El cultivo se encontraba en comienzo de macollaje, estando el suelo con escasa humedad, sin registrarse precipitaciones de importancia hasta la encañazón y principios de floración .El 21/11/97 se evaluó el rendimiento del total de las parcela por cosecha manual. Previo a la cosecha, se efectuó el recuento del nº de espigas en 2,5 m lineales de surco, tomando submuestras de 0,50 m elegidas al azar en cada parcela. En el año 1998 se efectuó un 2º ensayo con la misma metodología a la utilizada en el año anterior en un cultivo sembrado el 12/06/98. Las larvas de similar desarrollo a las del año anterior fueron colocadas el 24/07/98.

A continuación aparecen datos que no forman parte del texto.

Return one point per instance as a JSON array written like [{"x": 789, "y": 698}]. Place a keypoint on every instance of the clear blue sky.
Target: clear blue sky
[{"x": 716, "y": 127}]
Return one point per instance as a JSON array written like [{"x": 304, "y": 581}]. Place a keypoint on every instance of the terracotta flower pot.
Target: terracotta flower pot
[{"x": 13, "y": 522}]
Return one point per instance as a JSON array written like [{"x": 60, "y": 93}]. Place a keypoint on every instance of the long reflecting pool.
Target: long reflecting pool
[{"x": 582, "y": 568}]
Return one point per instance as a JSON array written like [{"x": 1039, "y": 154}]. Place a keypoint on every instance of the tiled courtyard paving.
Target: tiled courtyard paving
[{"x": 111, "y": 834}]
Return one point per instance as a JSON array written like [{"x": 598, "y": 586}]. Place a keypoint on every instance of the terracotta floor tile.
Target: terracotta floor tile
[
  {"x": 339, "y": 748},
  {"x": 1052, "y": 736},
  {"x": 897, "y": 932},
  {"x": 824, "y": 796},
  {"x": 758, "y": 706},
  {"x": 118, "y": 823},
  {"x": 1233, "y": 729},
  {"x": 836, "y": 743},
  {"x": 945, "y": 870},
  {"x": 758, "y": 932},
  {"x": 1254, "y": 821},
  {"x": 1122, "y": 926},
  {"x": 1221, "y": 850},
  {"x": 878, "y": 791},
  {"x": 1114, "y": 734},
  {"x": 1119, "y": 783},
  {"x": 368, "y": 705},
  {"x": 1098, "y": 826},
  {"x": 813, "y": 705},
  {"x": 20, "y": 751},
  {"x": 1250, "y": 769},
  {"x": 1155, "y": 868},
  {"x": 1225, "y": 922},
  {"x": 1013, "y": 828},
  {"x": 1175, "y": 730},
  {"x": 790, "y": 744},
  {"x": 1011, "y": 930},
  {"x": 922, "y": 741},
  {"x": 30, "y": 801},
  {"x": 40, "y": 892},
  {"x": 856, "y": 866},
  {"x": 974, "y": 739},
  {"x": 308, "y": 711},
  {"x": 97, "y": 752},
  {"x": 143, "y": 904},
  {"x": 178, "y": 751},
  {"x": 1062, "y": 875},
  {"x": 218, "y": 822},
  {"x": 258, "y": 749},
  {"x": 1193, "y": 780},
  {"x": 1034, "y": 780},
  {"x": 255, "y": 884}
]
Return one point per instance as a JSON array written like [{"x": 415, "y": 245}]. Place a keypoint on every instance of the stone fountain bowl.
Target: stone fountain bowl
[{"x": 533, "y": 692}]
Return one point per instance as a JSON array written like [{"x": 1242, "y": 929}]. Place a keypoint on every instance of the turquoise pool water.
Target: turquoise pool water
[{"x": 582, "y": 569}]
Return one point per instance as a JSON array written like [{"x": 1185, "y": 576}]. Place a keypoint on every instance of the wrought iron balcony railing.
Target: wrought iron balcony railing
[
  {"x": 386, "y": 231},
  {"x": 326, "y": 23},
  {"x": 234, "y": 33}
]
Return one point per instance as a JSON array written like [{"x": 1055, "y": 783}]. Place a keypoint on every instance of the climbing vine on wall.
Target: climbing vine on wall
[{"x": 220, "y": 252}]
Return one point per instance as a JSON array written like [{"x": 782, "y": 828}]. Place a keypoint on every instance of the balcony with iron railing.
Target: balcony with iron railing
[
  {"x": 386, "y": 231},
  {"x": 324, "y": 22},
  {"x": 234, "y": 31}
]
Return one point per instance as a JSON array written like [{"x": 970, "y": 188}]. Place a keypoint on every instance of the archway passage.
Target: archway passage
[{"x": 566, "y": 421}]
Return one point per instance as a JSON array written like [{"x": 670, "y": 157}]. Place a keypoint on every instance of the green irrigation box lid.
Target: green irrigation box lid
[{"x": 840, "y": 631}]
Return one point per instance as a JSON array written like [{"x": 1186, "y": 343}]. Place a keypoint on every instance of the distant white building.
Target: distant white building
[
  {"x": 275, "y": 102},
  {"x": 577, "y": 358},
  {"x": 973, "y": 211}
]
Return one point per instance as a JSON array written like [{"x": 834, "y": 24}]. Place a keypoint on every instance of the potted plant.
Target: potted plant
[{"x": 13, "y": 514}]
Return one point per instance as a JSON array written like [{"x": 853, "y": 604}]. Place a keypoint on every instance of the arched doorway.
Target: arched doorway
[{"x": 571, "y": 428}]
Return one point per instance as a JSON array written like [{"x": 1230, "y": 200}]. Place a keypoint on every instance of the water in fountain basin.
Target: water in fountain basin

Durante el desarrollo del mismo las precipitaciones fueron mas abundantes especialmente en Octubre lo cual favoreció un mayor rendimiento que el año anterior .Luego de colocadas las larvas se cubrieron las parcelas con una malla plástica, para protección contra aves insectívoras, retirándola a las 48 hs; el manipuleo de las larvas, en su extracción como en su colocación, se correspondió con tiempo nublado, húmedo y frío, condiciones que favorecen la supervivencia de dicha especie. Para el recuento de espigas y rendimiento se tomaron 2 m lineales de surco en el centro de las parcelas (0,35m²).

Para tenerlos a raya
Control de gusanos blancos (coleop: Scarabaeidae) en trigo

DIAGNOSTICO-MUESTREO-UMBRAL DE DAÑO ALTERNATIVAS DE CONTROL EN S. DIRECTA

-Muestreo en presiembra: abril,
mayo, junio
-Unidad de muestreo: muestras de
suelo de 50x50x30 cm de
profundidad (0,25 m2)
-Número de muestras: 10-20/lote
-Umbral de daño: 5 larvas/m2

Terápicos de semilla (registrados) en gr o cc/q 
-Imidacloprid 70% polvo disp. (Gaucho W.S.): 55-85 gr/q
-Imidacloprid 60% Susp. (Gaucho F.S.): 60-100 cc/q
-Lindane 5% + Thiran (Ritiran Plus Ele): 1 l/q (*)
-Teflutrina B 19,5% (S.Micro.) (Force C.S.): 100 cc/q
-Thiodicarb 35% Susp. (Semevin): 400-800 gr/q

(*) Producto disponible en stocks reducidos desde que el SENASA decretó su cancelación.